L’expansion planétaire du photovoltaïque est impressionnante et semble irrésistible. Elle bénéficie pour cela de prix imbattables pour produire, de façon intermittente, de l’électricité et d’une souplesse, rapidité et facilité d’installation sans équivalent avec des variations de capacités allant du panneau individuel sur un toit au parc solaire de plusieurs dizaines de GW. A condition, que la durée de vie des installations soit celle promise…
Une grande partie des panneaux photovoltaïques se dégrade plus rapidement qu’attendu quand ils sont soumis à de fortes chaleurs et à de l’humidité. On est parfois très loin de la durée de vie annoncée de 25 ans avec 80% de la performance initiale. Cela tient au fait que les films adhésifs EVA (éthylène-acétate de vinyle) traditionnels, qui encapsulent les cellules des panneaux et détiennent 65% des parts de marché, cachent un secret inavouable. Ils se dégradent sous l’effet de la chaleur et de l’humidité en libérant de l’acide acétique qui corrode les cellules et entraîne une perte de puissance importante en seulement quelques années d’utilisation dans les climats très humides. En clair, le panneau solaire commence à produire du vinaigre à l’intérieur… Cet acide corrode les contacts des cellules, provoquant un « brunissement » ou un jaunissement qui réduit fortement leur efficacité. Et cela a d’autant plus d’impact sur l’équilibre économique des parcs solaires que leur taux de charge, période réelle de production, est de l’ordre de 15% sur l’année (en France) par rapport à leur puissance théorique.
L’industrie minimise le problème
Quand on visite une chaîne de fabrication de modules solaires, on perçoit immédiatement une odeur spécifique et âcre. Ce n’est pas celle du silicium ou du verre, mais celle de l’éthylène-acétate de vinyle (EVA) qui est chauffé… Cette « colle chaude » de qualité industrielle permet l’assemblage et la protection dans le temps des cellules. Ces films chimiques ont un rôle essentiel. Ils doivent résister pendant un quart de siècle dans les déserts comme dans les régions tropicales humides aux assauts incessant des rayons UV, des intempéries et des cycles thermiques tout en conservant la clarté optique d’une lentille haut de gamme.

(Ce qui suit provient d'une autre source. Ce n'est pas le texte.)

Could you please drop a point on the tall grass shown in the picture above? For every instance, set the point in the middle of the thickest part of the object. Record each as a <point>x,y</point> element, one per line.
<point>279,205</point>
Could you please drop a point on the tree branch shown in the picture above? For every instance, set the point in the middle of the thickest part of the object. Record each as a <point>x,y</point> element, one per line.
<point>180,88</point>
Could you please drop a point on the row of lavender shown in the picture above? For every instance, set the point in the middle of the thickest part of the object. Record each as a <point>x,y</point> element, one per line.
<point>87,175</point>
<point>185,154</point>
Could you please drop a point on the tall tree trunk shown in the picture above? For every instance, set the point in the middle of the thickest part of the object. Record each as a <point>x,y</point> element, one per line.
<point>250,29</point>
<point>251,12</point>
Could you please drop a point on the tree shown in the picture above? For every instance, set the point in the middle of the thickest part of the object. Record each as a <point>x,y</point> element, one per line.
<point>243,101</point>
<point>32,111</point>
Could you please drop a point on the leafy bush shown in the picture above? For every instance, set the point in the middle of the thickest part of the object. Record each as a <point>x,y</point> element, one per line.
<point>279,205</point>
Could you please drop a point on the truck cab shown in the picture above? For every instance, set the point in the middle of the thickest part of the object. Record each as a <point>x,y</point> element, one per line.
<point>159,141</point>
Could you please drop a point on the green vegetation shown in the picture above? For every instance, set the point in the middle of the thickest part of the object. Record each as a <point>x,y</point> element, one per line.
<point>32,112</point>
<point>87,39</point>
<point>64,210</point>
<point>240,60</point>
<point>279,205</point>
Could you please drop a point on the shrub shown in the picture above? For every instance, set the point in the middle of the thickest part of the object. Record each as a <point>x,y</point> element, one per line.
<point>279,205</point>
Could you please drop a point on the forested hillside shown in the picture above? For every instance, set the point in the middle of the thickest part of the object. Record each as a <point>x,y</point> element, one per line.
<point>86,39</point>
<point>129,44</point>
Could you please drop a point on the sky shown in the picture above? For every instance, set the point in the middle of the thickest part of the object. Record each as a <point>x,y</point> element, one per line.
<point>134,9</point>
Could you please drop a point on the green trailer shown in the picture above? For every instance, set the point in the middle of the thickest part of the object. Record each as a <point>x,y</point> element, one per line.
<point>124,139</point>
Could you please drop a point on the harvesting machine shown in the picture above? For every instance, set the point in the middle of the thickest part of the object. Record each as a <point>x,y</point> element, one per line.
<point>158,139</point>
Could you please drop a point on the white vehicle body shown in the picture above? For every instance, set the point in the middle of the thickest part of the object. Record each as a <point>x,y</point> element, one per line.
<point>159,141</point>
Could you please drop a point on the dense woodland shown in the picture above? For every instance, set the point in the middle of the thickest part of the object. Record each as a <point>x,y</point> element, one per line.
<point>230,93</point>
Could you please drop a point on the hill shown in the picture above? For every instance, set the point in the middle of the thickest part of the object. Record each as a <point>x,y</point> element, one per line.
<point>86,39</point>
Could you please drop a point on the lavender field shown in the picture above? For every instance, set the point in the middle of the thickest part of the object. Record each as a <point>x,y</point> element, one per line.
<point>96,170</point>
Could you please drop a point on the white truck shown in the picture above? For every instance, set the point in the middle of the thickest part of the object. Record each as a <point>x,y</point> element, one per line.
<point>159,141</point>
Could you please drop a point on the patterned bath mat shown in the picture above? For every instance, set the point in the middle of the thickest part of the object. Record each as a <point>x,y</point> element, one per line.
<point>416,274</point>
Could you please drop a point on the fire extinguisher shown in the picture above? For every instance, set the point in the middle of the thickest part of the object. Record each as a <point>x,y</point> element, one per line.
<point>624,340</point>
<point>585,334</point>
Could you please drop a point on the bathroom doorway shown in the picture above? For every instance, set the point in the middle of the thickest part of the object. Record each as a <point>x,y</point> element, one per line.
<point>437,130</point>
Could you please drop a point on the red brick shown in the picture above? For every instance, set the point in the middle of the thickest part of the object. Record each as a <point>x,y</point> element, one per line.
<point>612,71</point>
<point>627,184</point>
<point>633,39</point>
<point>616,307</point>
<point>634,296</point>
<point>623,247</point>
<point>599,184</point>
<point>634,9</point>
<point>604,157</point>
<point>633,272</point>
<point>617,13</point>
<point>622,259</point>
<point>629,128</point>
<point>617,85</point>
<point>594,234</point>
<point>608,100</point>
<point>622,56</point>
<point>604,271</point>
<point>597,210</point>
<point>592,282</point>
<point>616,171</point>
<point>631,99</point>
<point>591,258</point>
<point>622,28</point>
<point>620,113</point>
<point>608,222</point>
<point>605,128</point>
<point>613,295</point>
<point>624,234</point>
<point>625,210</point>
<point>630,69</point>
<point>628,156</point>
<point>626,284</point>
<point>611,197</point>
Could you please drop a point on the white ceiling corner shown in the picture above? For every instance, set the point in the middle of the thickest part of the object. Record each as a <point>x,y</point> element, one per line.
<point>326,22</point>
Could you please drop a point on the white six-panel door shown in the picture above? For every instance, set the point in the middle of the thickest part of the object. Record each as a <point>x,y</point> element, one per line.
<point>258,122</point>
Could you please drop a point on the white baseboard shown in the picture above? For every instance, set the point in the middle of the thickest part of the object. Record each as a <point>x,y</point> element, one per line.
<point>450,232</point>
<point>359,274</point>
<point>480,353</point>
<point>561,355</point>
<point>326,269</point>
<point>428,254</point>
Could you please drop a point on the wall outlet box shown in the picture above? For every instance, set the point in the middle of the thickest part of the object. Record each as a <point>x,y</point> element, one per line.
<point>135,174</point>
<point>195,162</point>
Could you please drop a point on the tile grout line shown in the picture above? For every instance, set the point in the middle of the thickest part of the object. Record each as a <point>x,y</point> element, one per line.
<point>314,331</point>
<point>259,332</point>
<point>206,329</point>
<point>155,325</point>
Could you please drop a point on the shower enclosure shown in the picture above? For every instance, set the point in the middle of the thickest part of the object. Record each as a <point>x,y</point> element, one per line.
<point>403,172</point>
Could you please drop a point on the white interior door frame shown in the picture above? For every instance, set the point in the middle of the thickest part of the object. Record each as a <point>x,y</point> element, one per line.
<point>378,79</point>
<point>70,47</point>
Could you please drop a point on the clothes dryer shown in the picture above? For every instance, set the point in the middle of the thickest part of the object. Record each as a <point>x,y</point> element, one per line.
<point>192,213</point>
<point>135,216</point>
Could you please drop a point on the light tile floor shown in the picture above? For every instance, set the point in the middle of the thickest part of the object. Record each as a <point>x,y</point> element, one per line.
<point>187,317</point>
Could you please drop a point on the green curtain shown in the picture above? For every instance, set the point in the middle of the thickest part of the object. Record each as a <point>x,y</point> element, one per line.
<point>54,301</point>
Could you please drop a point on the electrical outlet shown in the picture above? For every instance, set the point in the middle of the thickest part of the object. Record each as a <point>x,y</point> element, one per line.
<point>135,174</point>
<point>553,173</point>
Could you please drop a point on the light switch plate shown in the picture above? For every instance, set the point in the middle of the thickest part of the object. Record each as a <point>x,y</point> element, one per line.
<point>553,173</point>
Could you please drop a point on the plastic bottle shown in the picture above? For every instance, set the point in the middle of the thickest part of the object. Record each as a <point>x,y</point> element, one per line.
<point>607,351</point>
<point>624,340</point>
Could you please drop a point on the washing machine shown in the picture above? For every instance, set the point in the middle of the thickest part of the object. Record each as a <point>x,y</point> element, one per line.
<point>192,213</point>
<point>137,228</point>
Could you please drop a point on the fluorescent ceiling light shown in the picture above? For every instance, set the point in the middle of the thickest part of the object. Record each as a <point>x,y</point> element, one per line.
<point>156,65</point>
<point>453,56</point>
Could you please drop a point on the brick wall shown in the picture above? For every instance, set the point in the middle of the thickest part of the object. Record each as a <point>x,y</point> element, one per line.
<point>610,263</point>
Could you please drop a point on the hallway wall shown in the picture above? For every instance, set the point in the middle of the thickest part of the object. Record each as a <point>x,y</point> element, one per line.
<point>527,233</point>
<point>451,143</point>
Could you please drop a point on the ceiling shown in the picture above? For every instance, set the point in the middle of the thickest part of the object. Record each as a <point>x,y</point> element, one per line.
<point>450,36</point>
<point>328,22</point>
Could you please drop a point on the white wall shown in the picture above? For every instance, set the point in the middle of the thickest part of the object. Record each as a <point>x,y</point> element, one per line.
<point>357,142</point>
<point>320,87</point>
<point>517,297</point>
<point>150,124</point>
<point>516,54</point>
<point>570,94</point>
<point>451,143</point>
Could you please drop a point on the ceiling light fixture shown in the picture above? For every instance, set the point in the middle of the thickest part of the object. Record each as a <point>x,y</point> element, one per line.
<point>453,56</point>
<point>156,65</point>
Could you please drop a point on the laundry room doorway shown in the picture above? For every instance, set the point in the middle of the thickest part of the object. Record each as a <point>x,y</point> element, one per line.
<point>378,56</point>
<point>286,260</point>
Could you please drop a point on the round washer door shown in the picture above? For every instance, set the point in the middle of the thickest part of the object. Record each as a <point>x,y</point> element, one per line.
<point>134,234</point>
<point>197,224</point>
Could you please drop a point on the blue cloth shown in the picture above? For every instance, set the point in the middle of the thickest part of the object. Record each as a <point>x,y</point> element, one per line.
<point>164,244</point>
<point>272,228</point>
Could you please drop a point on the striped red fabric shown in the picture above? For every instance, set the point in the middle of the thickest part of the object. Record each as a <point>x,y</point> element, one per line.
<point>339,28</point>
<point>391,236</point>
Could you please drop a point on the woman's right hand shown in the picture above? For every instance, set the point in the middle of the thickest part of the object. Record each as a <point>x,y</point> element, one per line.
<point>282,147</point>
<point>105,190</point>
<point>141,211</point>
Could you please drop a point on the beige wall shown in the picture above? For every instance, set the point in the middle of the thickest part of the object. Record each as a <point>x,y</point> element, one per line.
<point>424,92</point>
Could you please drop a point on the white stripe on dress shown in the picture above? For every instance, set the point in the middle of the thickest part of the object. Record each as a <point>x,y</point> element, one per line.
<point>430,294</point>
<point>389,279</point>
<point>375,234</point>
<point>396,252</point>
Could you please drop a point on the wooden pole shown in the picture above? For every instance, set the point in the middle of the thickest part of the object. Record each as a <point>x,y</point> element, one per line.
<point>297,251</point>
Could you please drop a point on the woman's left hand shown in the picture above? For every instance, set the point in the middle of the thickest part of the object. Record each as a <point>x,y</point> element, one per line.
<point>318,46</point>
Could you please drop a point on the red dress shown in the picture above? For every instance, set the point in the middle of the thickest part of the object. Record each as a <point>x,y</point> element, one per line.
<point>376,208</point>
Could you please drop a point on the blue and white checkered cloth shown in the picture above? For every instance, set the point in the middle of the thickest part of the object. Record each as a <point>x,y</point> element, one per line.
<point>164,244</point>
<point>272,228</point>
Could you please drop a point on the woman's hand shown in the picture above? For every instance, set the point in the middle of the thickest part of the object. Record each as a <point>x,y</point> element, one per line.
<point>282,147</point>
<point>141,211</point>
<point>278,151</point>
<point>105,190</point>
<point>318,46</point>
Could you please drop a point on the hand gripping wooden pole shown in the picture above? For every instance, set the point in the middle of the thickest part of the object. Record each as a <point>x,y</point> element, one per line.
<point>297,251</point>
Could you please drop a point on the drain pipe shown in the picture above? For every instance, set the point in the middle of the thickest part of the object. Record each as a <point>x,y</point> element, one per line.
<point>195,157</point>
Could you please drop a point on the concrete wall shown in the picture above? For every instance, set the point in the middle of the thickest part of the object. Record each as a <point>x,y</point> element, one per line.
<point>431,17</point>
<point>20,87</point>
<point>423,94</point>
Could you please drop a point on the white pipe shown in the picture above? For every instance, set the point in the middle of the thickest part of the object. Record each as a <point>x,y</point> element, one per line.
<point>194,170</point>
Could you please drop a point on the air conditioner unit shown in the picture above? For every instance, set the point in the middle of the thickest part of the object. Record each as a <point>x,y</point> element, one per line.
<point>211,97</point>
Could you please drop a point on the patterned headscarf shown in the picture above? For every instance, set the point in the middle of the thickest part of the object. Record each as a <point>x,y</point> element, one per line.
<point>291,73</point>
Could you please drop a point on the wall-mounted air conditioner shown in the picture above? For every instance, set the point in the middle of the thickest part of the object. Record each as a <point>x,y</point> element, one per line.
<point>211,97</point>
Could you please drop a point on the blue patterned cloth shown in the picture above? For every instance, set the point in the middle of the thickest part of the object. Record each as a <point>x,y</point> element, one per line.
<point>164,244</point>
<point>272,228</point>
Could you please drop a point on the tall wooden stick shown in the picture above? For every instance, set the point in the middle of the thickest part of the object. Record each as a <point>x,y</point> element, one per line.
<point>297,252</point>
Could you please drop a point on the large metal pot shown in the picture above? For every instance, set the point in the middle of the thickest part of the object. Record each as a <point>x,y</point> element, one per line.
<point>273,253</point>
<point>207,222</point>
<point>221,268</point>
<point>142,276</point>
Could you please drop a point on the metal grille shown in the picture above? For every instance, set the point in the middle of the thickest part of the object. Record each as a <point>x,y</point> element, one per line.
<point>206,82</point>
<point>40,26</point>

Et si le matériau ne résiste pas, l’équipement est perdu…
Le discours officiel de l’industrie, contrôlée à 80% par des producteurs chinois, est celui d’une « fiabilité accrue » et de « conceptions à haut rendement » offertes par l’utilisation de nouveaux matériaux pour encapsuler les cellules tels que le POE (élastomère de polyoléfine). En fait, l’industrie est engagée dans une course contre la montre pour rattraper son erreur technologique. C’est une nécessité pour que les nouveaux modules solaires puissent atteindre leur durée de vie promise. Le passage au POE et à l’EPE (un sandwich d’EVA et de POE) n’est pas un progrès… C’est une solution technique d’urgence pour remédier à un problème de corrosion qui menace la rentabilité et la pérennité d’une partie des investissements solaires dans le monde. Si le film adhésif des panneaux d’une centrale de 100 MW se dégrade prématurément, la perte ne se limite pas au coût du plastique. Il s’agit du coût actualisé de l’énergie pour l’ensemble du projet qui s’envole. Lorsqu’un promoteur construit un site sur la base d’une durée de vie de 25 ans et que « l’effet vinaigre » se produit à la dixième année, son projet n’est plus du tout rentable…
Un marché mondial des films adhésifs qui va passer de 38 à 45 milliards de dollars en quelques années
L’industrie solaire aime parler de « croissance illimitée » et de « percées technologiques ». Mais elle est aujourd’hui contrainte de dépenser des milliards supplémentaires dans des films « avancés » uniquement pour tenir la promesse faite il y a de nombreuses années avec des matériaux plus simples à fabriquer et moins coûteux. Les prix des films POE sont nettement plus élevés que ceux des films EVA, de 30 à 50%.
Pour bien mesurer l’ampleur du problème, il faut savoir que le marché mondial mondial des films adhésifs photovoltaïques était évalué à 38 milliards de dollars en 2024 et doit passer à 45 milliards de dollars en 2031 en changeant radicalement de technologies et de processus industriels. En 2024, l’industrie mondiale a fabriqué 650 GW de modules. Cela correspond à environ 600 kilomètres carrés de film adhésif… La superficie de la ville de Paris est de 105 kilomètres carrés.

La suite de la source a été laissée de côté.